From: Chris Harrison (charris5_at_gmail.com)
Date: Fri Aug 31 2012 - 13:14:02 CDT
How reproducible is the error and does it occur on other GPU boards? I
ask b/c if you have a system where it occurs reproducibly at ~320K steps
or very close to that we would ask you to send us the inputs so we can
use it to track down the problem.
Ashley Chew <ashley.chew_at_uwa.edu.au> writes:
> Date: Fri, 31 Aug 2012 17:02:48 +0800
> From: Ashley Chew <ashley.chew_at_uwa.edu.au>
> To: "namd-l_at_ks.uiuc.edu" <namd-l_at_ks.uiuc.edu>
> Subject: namd-l: NAMD 2.9 with CUDA runs
> Hi this is my first post in regards to NAMD
> I was wondering if anyone in the community was having problems with NAMD built with CUDA (Using a single Tesla M2075 6gb, node has 72GB of Ram) once it passes a certain point (In his case pass 320k steps)
> In our case one of the researcher notice the errors returned in the output are common internal errors to do with unstable simulations but if they checkpoint and stop the runs prior to 320K steps, and then restart from the restart files internally generated by NAMD, the restarted simulation runs past the previous crash point.
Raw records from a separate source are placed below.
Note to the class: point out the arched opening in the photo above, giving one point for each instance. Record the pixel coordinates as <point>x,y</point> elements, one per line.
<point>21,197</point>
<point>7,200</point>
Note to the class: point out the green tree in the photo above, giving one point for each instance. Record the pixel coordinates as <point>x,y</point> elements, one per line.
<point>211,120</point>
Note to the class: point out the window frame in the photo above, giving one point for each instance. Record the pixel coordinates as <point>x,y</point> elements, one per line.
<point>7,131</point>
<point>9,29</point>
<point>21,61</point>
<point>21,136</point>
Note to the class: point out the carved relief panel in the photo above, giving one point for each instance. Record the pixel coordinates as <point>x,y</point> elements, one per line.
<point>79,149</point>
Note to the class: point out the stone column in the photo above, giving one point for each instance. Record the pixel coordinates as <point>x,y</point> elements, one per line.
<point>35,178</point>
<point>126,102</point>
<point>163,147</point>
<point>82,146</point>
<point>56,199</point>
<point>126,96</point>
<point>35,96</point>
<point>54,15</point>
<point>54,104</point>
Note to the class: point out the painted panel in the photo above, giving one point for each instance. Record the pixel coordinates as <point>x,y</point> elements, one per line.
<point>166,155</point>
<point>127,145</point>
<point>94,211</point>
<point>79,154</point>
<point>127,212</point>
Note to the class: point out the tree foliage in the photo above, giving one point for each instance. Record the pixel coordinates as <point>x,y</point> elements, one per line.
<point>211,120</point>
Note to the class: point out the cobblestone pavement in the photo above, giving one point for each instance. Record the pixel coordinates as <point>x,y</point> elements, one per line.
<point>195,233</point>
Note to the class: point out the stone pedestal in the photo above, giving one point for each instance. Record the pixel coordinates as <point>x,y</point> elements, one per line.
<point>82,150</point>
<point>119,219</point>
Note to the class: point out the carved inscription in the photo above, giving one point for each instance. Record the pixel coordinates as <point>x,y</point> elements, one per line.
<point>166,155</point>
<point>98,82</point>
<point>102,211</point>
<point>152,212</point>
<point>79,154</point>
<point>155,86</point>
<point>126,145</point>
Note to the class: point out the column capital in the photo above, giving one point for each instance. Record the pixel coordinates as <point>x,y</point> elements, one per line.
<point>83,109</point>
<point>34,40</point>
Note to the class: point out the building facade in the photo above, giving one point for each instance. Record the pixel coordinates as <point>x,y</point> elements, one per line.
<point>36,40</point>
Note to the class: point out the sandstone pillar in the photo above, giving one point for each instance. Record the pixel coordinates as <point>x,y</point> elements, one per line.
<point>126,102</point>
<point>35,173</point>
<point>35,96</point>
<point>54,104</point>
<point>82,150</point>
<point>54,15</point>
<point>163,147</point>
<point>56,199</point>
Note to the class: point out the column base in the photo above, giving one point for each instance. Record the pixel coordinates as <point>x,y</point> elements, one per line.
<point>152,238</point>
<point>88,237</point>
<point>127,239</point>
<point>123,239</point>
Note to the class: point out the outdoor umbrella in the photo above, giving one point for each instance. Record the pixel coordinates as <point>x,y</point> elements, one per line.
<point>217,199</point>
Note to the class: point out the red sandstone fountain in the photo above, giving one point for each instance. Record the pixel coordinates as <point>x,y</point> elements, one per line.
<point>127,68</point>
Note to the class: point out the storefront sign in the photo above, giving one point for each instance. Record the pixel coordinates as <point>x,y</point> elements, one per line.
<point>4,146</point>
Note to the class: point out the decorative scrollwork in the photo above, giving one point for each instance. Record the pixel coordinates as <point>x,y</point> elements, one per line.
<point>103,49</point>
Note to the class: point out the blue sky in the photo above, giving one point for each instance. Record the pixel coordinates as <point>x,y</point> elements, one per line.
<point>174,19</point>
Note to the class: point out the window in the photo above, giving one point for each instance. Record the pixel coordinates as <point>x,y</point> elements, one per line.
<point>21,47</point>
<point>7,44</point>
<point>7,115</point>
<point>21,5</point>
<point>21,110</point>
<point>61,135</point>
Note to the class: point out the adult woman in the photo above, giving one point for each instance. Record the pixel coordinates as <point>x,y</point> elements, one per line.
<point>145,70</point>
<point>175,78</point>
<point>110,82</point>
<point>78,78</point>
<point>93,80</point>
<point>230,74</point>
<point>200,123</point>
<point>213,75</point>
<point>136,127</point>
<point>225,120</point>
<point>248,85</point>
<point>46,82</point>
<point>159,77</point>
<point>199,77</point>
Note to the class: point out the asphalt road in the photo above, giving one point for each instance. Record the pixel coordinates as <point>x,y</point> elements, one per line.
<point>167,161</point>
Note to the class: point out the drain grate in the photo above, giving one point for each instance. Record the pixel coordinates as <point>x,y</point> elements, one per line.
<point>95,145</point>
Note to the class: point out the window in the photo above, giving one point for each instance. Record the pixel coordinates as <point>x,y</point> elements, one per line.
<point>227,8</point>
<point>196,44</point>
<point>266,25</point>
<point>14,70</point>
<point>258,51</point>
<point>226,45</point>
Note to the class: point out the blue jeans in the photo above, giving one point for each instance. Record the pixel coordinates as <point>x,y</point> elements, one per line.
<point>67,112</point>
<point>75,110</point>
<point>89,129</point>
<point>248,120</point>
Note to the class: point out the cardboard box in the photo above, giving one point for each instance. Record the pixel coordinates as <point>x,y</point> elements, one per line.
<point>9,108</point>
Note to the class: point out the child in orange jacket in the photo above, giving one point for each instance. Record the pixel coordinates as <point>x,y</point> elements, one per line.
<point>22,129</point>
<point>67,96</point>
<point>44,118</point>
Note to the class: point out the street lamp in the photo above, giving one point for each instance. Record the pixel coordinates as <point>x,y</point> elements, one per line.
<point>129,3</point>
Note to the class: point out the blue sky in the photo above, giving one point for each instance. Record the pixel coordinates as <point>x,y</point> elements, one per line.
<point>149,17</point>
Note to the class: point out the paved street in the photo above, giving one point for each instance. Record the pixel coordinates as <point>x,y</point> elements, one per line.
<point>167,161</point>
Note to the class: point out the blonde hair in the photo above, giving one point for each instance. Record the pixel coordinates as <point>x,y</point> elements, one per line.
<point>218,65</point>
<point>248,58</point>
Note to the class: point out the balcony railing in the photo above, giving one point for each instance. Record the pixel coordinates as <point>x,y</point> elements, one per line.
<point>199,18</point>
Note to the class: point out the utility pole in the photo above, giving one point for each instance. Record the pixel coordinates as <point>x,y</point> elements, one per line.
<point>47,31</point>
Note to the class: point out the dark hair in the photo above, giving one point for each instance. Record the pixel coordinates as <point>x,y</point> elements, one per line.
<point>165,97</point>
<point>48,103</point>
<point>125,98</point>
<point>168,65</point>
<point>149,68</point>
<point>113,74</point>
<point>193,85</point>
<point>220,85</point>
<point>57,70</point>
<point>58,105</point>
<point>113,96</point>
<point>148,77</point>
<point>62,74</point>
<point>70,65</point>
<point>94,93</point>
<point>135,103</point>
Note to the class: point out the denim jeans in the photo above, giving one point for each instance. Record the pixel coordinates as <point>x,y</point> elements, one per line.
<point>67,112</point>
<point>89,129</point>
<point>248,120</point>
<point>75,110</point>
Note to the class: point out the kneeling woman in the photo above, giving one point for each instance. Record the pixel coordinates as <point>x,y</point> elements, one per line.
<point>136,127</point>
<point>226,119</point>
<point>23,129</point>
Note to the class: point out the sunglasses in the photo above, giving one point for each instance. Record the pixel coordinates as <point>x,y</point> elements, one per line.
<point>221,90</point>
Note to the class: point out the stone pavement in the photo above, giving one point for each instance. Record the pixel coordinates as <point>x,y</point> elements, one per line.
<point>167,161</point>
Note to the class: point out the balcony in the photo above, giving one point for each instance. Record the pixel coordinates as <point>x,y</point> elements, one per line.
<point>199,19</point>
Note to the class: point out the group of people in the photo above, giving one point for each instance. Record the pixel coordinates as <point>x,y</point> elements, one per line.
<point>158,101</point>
> I have even rebuilt the NAMD from CVS 20120828 build with fftw3 (which works) but it pretty much did the same things once it passes a certain point.
> Ashley Chew
> HPC System Administrator
> iVEC_at_UWA (MBDP: M024)
> The University of Western Australia
> 35 Stirling Highway
> CRAWLEY WA 6009
> E: ashley.chew_at_uwa.edu.au<mailto:ashley.chew_at_uwa.edu.au>
> P: +61 8 6488 8742
> F: +61 8 6488 1015
> CRICOS Provider Code: 00126G
> Confidentiality and Privacy Notice
> The contents of this email are strictly private and intended only for the addressee. This email may contain legally privileged or confidential information. If you receive this communication in error, please notify the sender immediately by reply email and delete both emails and any attachments contained therein. No further disclosure, copying or relaying of any part of this correspondence is permitted without the express permission of the sender. The contents of this email, and any response or further correspondence, may be stored on an electronic filing record system pursuant to the privacy statement for records at The University of Western Australia. The University accepts no liability in connection with computer virus, data corruption, delay, interruption, unauthorized access or unauthorized amendment. This notice should not be removed.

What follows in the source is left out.